24 mai 2009 - 1 réactions
Temps fort de la Semaine du golfe, la grande parade a défilé hier dans la «petite mer». Comme par miracle, la pluie s'est arrêtée de tomber juste avant le départ. Les spectateurs sont venus en nombre pour admirer les voiles, anciennes et modernes.
«On ne va pas se laisser abattre... Et puis, comme on dit, la pluie ne mouille que les cons, donc on ne risque rien!» Michel Morice, à bord de son sinagot «Ma préférée», ne semblait pas inquiet hier midi, peu avant le début de la grande parade. Et son équipage d'entonner quelques chants de marins pour défier les éléments. Ils devaient chanter juste car les gouttes ont cessé de jouer les trouble-fête. Certes, ce n'était pas le grand soleil de la veille, mais cela a permis au public de mieux profiter du spectacle. À Locmariaquer, à Port-Blanc, sur l'Île-aux-Moines ou encore à Vannes, où le port vient d'être réaménagé, les quais et les plages ont été pris d'assaut.
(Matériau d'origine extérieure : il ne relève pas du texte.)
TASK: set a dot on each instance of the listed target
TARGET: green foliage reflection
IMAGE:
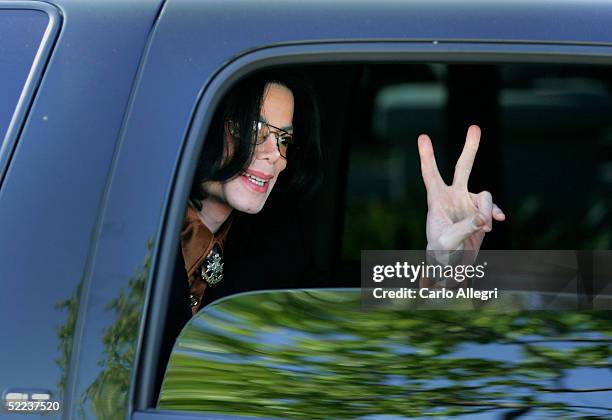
(315, 354)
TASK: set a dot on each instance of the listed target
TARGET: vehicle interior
(545, 155)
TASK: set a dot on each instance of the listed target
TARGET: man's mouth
(255, 179)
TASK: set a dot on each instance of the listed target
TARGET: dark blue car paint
(89, 185)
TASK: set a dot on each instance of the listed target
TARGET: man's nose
(268, 150)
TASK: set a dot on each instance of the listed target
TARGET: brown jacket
(196, 243)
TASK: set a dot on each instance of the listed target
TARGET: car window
(546, 153)
(21, 32)
(317, 354)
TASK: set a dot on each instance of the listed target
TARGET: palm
(456, 218)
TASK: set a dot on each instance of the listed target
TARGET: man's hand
(456, 218)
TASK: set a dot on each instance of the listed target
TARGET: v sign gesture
(456, 218)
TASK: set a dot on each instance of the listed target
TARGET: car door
(198, 49)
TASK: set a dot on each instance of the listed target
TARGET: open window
(546, 155)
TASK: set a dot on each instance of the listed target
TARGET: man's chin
(249, 208)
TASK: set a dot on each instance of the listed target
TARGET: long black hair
(242, 106)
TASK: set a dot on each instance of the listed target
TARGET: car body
(96, 163)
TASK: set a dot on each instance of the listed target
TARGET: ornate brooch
(212, 269)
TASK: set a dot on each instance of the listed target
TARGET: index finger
(429, 168)
(463, 168)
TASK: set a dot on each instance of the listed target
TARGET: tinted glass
(21, 32)
(545, 155)
(317, 354)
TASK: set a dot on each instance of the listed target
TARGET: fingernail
(478, 221)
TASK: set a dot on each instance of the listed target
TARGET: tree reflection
(107, 394)
(315, 354)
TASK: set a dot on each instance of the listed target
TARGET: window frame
(165, 249)
(34, 78)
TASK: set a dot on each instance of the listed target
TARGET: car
(103, 115)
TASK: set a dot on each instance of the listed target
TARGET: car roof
(559, 21)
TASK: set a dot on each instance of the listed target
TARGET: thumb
(454, 236)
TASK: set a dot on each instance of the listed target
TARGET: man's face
(249, 191)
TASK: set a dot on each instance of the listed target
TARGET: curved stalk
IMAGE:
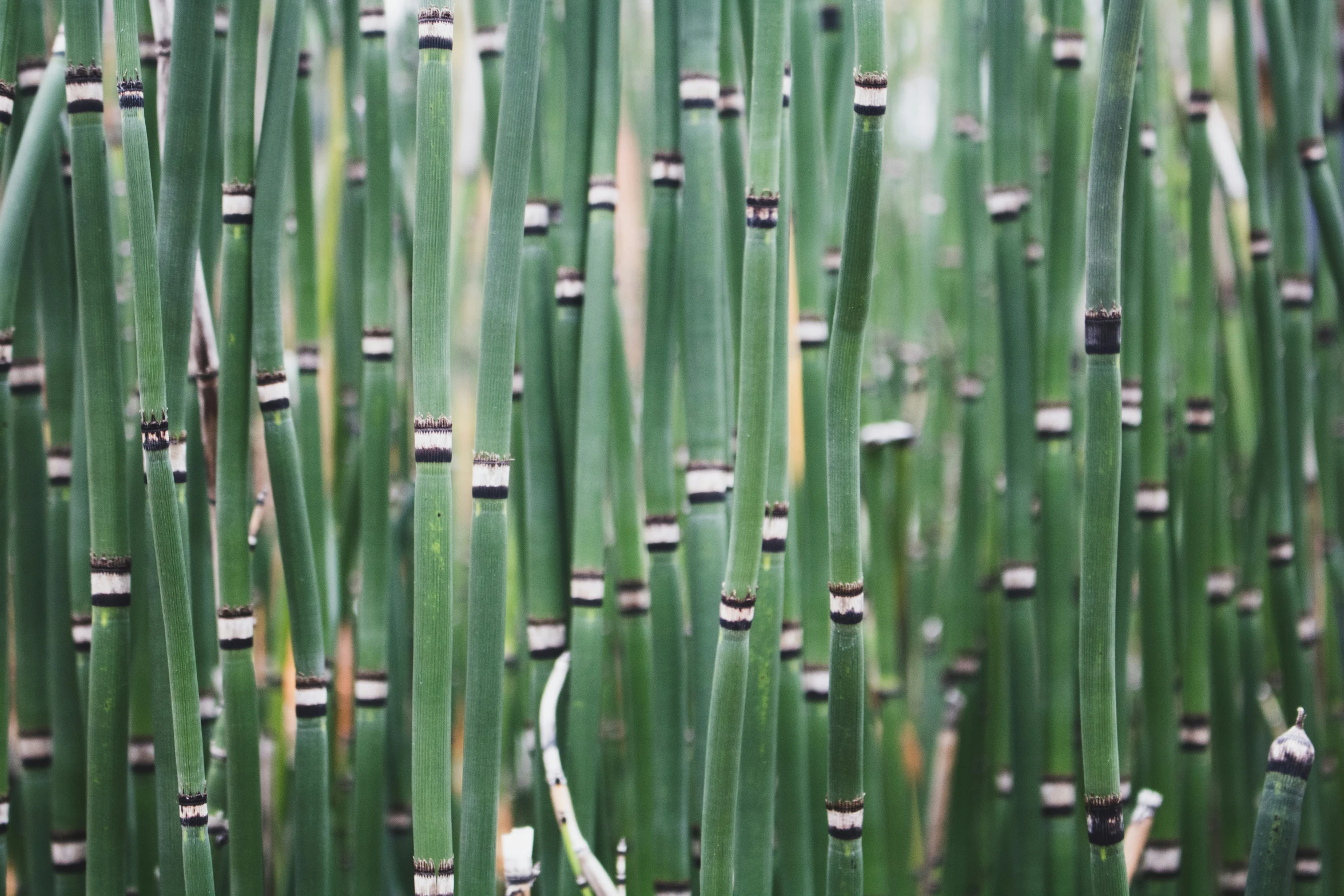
(844, 742)
(483, 720)
(433, 581)
(1101, 484)
(309, 843)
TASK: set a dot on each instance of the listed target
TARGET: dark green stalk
(1198, 528)
(592, 447)
(483, 722)
(702, 367)
(1295, 282)
(636, 631)
(808, 158)
(164, 469)
(727, 699)
(580, 62)
(67, 708)
(844, 743)
(671, 852)
(1058, 491)
(792, 817)
(233, 487)
(109, 543)
(1007, 199)
(27, 527)
(371, 635)
(1277, 824)
(491, 30)
(181, 185)
(754, 848)
(309, 426)
(1152, 505)
(733, 101)
(309, 841)
(433, 585)
(544, 524)
(1101, 465)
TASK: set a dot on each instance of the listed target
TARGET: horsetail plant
(378, 397)
(754, 847)
(1152, 507)
(483, 715)
(1196, 541)
(1101, 447)
(67, 710)
(702, 368)
(544, 524)
(1279, 820)
(723, 735)
(108, 541)
(671, 851)
(164, 469)
(592, 457)
(433, 440)
(1058, 497)
(233, 487)
(1005, 201)
(808, 160)
(311, 833)
(844, 743)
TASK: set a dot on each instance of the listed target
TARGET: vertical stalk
(754, 859)
(1007, 199)
(309, 843)
(109, 539)
(592, 447)
(179, 194)
(433, 581)
(702, 367)
(233, 487)
(671, 852)
(844, 742)
(67, 710)
(491, 464)
(1101, 483)
(1058, 495)
(1198, 528)
(1152, 504)
(809, 222)
(727, 699)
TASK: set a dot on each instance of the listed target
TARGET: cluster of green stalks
(963, 516)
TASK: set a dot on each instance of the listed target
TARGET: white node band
(1054, 420)
(813, 332)
(886, 433)
(490, 479)
(662, 535)
(370, 690)
(588, 589)
(1151, 500)
(544, 637)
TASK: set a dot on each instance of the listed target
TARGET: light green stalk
(371, 635)
(483, 720)
(433, 582)
(727, 699)
(702, 367)
(109, 537)
(671, 849)
(844, 747)
(1101, 484)
(1007, 199)
(592, 441)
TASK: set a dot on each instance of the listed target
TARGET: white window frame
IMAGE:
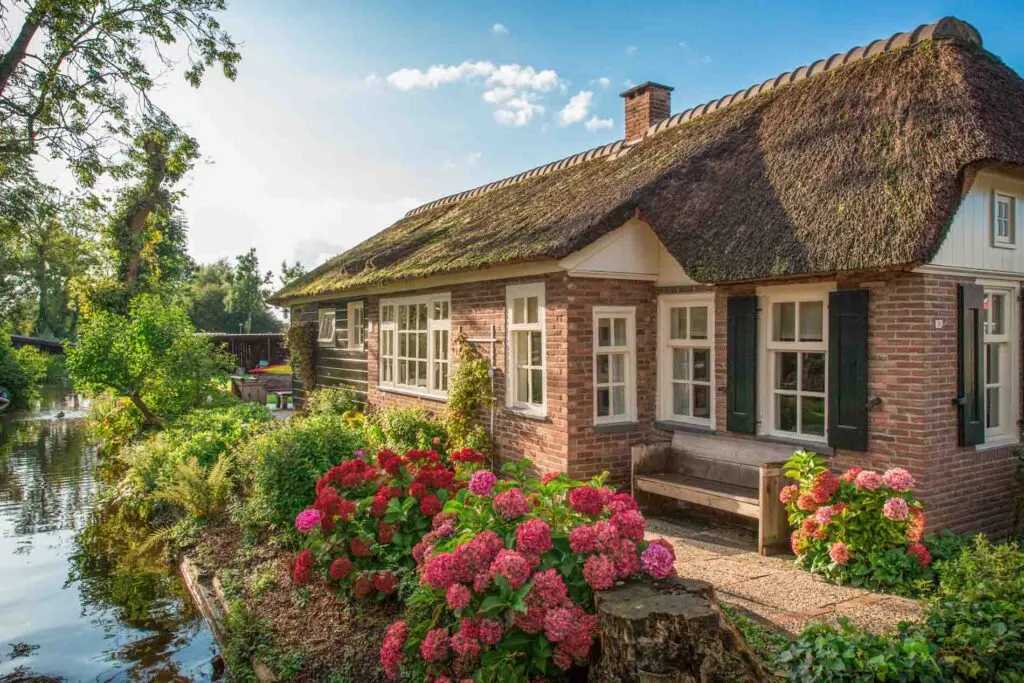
(390, 328)
(629, 353)
(513, 292)
(666, 346)
(356, 330)
(323, 314)
(1009, 380)
(1008, 241)
(768, 347)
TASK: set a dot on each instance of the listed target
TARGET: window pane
(677, 324)
(535, 349)
(619, 400)
(991, 364)
(811, 313)
(620, 330)
(784, 322)
(813, 373)
(785, 371)
(701, 365)
(992, 408)
(813, 416)
(701, 400)
(603, 402)
(619, 368)
(531, 309)
(537, 386)
(680, 364)
(681, 399)
(785, 413)
(698, 323)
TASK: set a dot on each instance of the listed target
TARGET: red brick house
(828, 259)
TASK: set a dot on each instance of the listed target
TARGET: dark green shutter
(971, 361)
(741, 366)
(848, 370)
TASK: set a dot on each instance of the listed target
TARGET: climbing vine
(301, 344)
(469, 392)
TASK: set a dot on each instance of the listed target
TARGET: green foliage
(333, 400)
(152, 355)
(280, 468)
(400, 429)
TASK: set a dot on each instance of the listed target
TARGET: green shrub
(336, 400)
(400, 429)
(280, 468)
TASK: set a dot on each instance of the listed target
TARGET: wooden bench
(739, 476)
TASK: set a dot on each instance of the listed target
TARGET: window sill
(672, 425)
(996, 443)
(416, 394)
(615, 427)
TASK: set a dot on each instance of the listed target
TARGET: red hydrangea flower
(532, 537)
(340, 568)
(512, 566)
(458, 597)
(303, 571)
(586, 501)
(599, 571)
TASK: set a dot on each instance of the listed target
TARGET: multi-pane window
(1003, 220)
(797, 365)
(614, 374)
(356, 331)
(685, 359)
(524, 305)
(999, 359)
(326, 333)
(414, 344)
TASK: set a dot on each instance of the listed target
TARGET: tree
(152, 355)
(69, 68)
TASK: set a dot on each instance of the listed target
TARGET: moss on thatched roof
(855, 168)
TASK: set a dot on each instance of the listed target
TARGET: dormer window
(1004, 229)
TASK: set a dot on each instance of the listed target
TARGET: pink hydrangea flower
(896, 508)
(458, 597)
(532, 537)
(839, 552)
(656, 561)
(898, 479)
(599, 571)
(511, 504)
(482, 482)
(868, 479)
(307, 520)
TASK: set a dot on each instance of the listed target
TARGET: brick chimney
(645, 104)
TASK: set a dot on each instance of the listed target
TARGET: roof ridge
(948, 28)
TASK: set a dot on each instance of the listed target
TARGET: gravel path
(772, 589)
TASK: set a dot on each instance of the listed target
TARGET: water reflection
(70, 607)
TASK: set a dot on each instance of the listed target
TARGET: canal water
(67, 612)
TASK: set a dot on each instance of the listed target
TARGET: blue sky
(337, 125)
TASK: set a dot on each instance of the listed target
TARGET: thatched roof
(853, 163)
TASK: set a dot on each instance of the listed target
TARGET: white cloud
(578, 109)
(594, 124)
(513, 88)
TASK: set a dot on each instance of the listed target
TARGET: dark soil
(313, 634)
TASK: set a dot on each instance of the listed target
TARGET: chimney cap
(644, 86)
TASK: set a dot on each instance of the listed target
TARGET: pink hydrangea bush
(370, 515)
(860, 526)
(516, 577)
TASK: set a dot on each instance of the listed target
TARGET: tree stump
(671, 632)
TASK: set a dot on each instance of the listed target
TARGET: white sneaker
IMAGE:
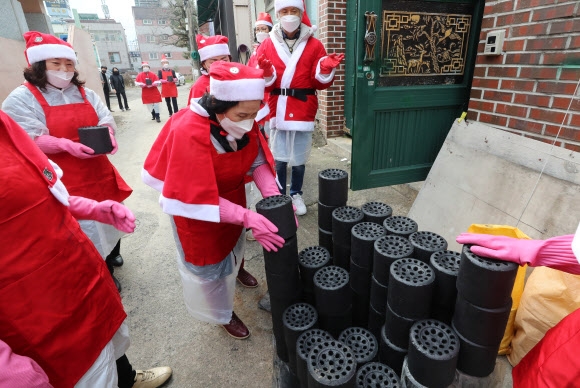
(299, 203)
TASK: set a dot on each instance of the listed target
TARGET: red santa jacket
(300, 70)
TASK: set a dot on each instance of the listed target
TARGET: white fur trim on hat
(47, 51)
(214, 50)
(263, 23)
(281, 4)
(244, 89)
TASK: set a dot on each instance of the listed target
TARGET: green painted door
(404, 92)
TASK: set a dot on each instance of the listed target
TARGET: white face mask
(261, 36)
(236, 129)
(59, 79)
(290, 23)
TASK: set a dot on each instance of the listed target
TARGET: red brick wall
(332, 34)
(528, 89)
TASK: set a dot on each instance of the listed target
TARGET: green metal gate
(407, 82)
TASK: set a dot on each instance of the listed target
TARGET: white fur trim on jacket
(324, 78)
(47, 51)
(214, 50)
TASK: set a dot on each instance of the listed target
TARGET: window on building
(115, 57)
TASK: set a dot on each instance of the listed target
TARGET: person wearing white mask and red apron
(198, 164)
(59, 308)
(150, 95)
(50, 106)
(168, 88)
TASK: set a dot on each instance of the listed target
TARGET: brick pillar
(332, 34)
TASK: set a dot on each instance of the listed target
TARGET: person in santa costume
(211, 49)
(552, 362)
(302, 67)
(198, 164)
(168, 85)
(51, 105)
(150, 95)
(61, 318)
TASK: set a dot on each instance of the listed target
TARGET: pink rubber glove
(555, 252)
(113, 140)
(266, 65)
(20, 371)
(263, 230)
(330, 62)
(107, 212)
(53, 145)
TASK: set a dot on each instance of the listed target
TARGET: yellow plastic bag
(509, 231)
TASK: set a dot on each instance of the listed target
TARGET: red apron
(149, 95)
(95, 178)
(168, 89)
(204, 242)
(58, 303)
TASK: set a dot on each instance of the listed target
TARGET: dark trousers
(125, 372)
(114, 253)
(168, 101)
(107, 101)
(119, 94)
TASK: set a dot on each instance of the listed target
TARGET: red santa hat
(232, 81)
(40, 47)
(264, 19)
(212, 46)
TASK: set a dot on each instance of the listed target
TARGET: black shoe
(116, 261)
(117, 284)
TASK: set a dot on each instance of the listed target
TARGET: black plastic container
(386, 250)
(376, 321)
(475, 360)
(310, 260)
(378, 296)
(411, 288)
(333, 187)
(360, 309)
(479, 325)
(278, 210)
(433, 353)
(343, 220)
(341, 254)
(425, 244)
(390, 354)
(400, 226)
(284, 260)
(331, 364)
(305, 342)
(397, 328)
(376, 375)
(485, 282)
(331, 290)
(296, 319)
(363, 237)
(376, 212)
(446, 267)
(325, 215)
(360, 279)
(97, 138)
(325, 240)
(362, 342)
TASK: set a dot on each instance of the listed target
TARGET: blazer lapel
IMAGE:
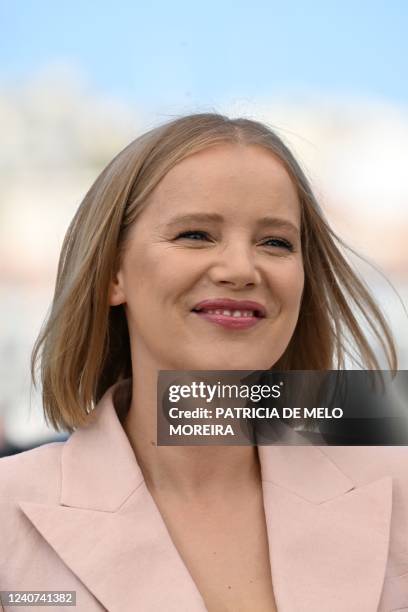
(107, 528)
(328, 540)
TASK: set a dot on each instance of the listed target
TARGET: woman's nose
(235, 267)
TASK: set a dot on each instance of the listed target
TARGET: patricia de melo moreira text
(209, 393)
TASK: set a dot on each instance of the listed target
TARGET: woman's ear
(116, 292)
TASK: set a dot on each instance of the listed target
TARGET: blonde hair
(84, 344)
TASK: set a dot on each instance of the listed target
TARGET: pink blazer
(78, 516)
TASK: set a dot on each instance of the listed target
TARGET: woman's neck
(183, 470)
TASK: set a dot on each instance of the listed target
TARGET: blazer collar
(328, 539)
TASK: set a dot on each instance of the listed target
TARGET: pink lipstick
(231, 314)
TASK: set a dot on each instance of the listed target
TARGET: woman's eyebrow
(193, 218)
(279, 223)
(267, 221)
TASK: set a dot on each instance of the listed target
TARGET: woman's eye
(193, 235)
(280, 243)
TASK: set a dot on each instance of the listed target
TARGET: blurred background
(80, 80)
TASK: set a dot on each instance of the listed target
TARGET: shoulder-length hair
(84, 346)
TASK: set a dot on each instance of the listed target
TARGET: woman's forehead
(227, 177)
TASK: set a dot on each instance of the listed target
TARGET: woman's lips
(229, 321)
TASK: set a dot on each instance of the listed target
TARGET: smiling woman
(201, 247)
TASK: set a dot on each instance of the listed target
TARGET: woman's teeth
(232, 313)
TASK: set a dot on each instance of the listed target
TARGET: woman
(189, 233)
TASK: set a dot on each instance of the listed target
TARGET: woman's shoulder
(33, 475)
(366, 463)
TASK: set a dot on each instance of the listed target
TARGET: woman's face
(212, 276)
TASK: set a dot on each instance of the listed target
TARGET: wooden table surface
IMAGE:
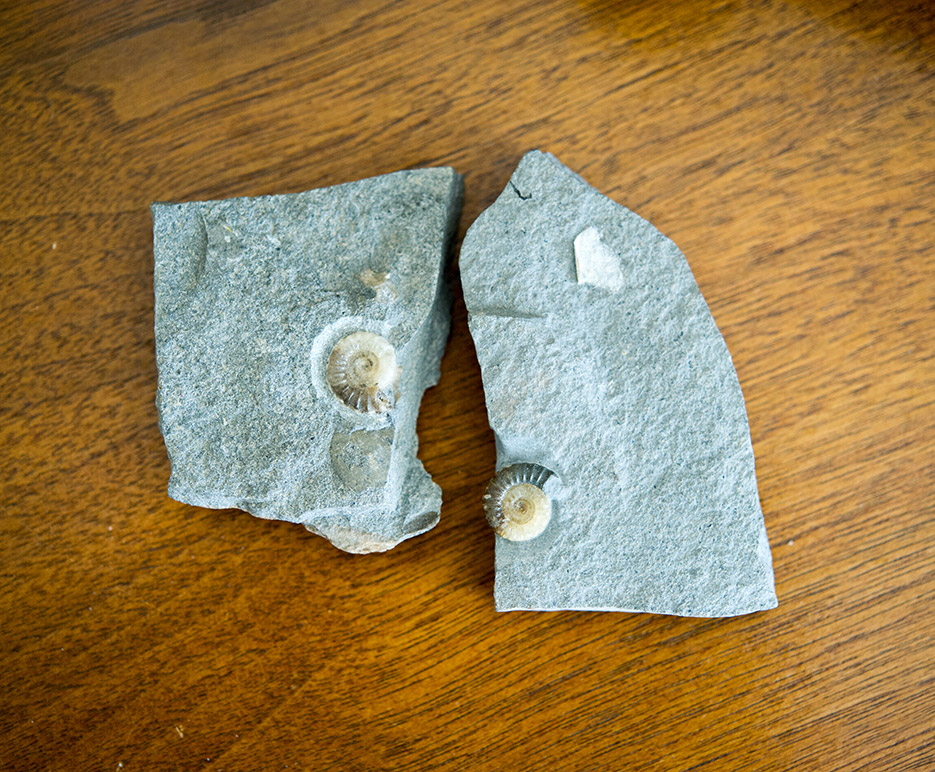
(787, 147)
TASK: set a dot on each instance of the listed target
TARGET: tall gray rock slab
(602, 363)
(252, 294)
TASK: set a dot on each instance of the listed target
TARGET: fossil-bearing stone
(252, 297)
(612, 374)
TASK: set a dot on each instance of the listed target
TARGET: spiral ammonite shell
(516, 506)
(362, 371)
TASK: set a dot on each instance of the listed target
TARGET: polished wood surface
(787, 147)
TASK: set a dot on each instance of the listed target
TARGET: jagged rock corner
(602, 363)
(252, 296)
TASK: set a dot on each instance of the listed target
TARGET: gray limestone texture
(602, 363)
(252, 294)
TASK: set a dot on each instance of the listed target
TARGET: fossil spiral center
(522, 502)
(363, 369)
Il y a bien sûr des locaux: «Ici, c'est un pays de marins, on est presque nés dans des bateaux, plaisante Michel Danioux, danseur en costume breton regardant le spectacle à Port-Navalo. C'est vraiment impressionnant!» Jean Mathias aussi a le pied marin, mais il vient de plus loin, Châteaulin(29) : «C'est tellement beau que ça me donne envie de revendre mon bateau à moteur pour prendre un voilier, de préférence une coque ancienne! Dans deux ans, j'espère revenir et y participer. Seule chose que je déplore: c'est de voir autant de bateaux modernes mélangés aux anciens.»
Flottilles élargies
Les organisateurs aussi sont satisfaits. S'il est encore trop tôt pour avoir un décompte précis du nombre d'embarcations, l'impression visuelle est bonne: «Le millier de bateaux attendus étaient probablement sur l'eau, se réjouit Anne Burlat. Les flottilles étaient toutes plus développées qu'il y a deux ans.» Innovation cette année: les sept flottilles étaient réparties en quatre groupes qui se sont succédé dans la continuité. Les plus beaux bateaux, tels que le Kaskelot, le Phoenix ou la Recouvrance, étaient disséminés tout au long du défilé. «Le schéma d'origine a été légèrement modifié pour s'adapter aux prévisions météorologiques, mais tout le monde est rentré à bon port», souligne Jakez Kerhoas. Prévus à la fin, les petits bateaux ont finalement ouvert la voie et c'est la plaisance classique qui clôturait en beauté le défilé. Si les conditions de navigation étaient loin d'être idéales avec un vent de face de 4 Beaufort, cette cinquième édition restera pour beaucoup inoubliable: «Il fallait jongler entre les bateaux, avec les courants et avec le vent, confirme David Le Roux, un Vannetais de 31 ans qui a vécu sa première grande parade sur l'eau. Mais je garderai en tête les belles images de toutes ces voiles de différentes couleurs en mouvement!»
«Ici, c'est un pays de marins, on est presque nés dans des bateaux. C'est vraiment impressionnant!»